Éste declara que tanto en Filipinas, como en China, India y Malaya, e incluso en Rusia, no existen fundamentos que permitan esperar a los pueblos de color la menor justicia por parte de la gente que gobierna en los Estados Unidos, es decir, el pueblo blanco. Los japoneses aportan como prueba específica de sus afirmaciones el trato que damos a nuestra gente de color, ciudadanos de los Estados Unidos desde generaciones. Cada linchamiento que se produce en nuestra patria, cada tumulto de orden racial, es motivo de verdadera alegría para el Japón. Las discriminaciones en el ejército de tierra, en las fuerzas aéreas y en la armada contra los soldados y marineros de color, la exclusión de los obreros de color de nuestras industrias de guerra y sindicatos, todas nuestras discriminaciones sociales son la mayor ayuda que podemos prestar en la actualidad al Japón, nuestro enemigo en Asia. «¡Mirad a Norteamérica! —dice el Japón a millones de atentos oídos—. ¿Os concederán la igualdad los blancos norteamericanos?».

¿Quién puede contestar con una rotunda afirmación? La persistente resistencia de los norteamericanos a ver una relación entre los norteamericanos de color y el extranjero de color, la continuada y por muchos motivos terrible ignorancia de esa relación, produce angustia en aquellos leales y ansiosos norteamericanos que conocen bien las peligrosas posibilidades que se encierran en esa ignorancia.

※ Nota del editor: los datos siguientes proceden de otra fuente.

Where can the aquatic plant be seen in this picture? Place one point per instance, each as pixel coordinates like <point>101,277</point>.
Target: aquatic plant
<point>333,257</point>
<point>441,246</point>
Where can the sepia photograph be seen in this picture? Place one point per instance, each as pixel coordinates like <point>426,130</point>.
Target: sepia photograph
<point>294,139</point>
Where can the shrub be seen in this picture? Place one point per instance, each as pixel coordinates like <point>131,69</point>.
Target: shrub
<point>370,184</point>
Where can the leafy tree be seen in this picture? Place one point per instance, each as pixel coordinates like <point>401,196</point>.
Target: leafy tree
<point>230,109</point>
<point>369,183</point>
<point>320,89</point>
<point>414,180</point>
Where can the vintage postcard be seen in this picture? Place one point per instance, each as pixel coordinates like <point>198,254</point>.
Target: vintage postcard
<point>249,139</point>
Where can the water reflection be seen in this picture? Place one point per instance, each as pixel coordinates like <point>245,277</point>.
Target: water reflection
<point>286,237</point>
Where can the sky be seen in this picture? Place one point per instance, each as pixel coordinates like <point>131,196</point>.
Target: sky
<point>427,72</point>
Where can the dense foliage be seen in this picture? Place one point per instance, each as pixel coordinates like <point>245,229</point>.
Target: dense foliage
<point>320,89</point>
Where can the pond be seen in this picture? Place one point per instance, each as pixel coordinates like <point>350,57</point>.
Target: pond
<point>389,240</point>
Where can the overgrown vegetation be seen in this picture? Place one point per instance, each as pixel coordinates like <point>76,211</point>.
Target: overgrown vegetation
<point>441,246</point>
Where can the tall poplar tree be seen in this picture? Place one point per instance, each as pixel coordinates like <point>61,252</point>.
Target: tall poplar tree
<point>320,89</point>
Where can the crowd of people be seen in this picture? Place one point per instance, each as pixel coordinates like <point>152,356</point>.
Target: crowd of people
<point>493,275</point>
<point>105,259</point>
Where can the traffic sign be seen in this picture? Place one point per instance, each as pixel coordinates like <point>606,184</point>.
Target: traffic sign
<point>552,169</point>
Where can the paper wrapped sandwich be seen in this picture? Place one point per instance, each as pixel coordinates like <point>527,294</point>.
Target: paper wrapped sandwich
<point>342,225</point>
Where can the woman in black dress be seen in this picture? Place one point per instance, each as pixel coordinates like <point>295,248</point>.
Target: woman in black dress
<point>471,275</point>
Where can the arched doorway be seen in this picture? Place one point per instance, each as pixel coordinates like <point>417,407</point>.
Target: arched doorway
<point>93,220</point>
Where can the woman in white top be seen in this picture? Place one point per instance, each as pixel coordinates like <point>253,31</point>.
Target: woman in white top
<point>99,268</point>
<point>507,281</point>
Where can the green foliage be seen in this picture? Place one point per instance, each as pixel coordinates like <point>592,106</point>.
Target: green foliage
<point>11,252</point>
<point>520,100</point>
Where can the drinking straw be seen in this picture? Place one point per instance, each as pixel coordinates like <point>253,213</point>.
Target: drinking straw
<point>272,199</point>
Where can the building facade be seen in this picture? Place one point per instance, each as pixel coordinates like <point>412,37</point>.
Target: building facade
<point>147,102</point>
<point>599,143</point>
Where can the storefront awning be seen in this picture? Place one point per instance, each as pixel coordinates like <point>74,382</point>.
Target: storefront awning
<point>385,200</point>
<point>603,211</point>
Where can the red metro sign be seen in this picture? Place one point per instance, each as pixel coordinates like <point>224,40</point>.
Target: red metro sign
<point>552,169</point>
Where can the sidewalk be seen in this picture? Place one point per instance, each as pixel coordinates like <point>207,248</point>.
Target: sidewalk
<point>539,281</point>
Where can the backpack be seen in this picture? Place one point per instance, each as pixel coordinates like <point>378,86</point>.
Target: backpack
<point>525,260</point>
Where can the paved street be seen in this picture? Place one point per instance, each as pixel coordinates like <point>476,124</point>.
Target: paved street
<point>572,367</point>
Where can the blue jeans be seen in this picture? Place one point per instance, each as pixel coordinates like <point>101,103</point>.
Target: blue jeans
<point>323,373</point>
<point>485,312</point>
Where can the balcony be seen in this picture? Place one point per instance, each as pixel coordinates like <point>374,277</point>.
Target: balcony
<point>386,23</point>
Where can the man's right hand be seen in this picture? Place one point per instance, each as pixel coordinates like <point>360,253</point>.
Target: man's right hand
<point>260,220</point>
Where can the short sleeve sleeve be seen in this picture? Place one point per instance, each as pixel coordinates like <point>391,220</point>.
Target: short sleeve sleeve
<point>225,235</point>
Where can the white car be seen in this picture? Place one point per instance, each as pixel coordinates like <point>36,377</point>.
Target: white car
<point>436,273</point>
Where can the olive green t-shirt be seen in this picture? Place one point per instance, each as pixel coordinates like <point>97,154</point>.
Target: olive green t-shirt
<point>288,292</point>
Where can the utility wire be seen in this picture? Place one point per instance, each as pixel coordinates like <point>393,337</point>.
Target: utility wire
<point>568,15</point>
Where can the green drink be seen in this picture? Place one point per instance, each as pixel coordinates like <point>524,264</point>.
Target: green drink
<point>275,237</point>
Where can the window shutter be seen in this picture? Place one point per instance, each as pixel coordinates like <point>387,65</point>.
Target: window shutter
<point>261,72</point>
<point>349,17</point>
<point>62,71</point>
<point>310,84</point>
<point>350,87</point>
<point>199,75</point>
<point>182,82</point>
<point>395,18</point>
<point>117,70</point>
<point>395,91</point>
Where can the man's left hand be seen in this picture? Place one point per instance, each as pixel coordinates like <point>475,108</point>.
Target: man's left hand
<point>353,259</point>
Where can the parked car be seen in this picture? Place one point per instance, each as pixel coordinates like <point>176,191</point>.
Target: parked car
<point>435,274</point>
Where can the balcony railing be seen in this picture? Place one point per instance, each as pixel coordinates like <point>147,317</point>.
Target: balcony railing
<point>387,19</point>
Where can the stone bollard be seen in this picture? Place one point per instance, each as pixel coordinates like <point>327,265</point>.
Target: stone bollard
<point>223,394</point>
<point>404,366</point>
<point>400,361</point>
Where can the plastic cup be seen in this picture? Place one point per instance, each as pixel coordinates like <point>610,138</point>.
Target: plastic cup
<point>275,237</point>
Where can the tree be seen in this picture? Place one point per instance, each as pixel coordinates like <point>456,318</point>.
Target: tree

Los pueblos de Asia esperan todavía hoy, aún siguen expectantes, pero al mismo tiempo tienen un oído a lo que el Japón les dice, pues saben que en sus palabras hay bastante verdad. Por una vez, la propaganda japonesa es algo más que propaganda, y ellos lo saben. Se puede uno reír de las mentiras, pero la verdad no admite bromas. ¿Quién puede acusar a nuestros aliados de que sientan ciertas reservas hacia nosotros, de que duden de nuestras intenciones democráticas en lo que a ellos se refiere?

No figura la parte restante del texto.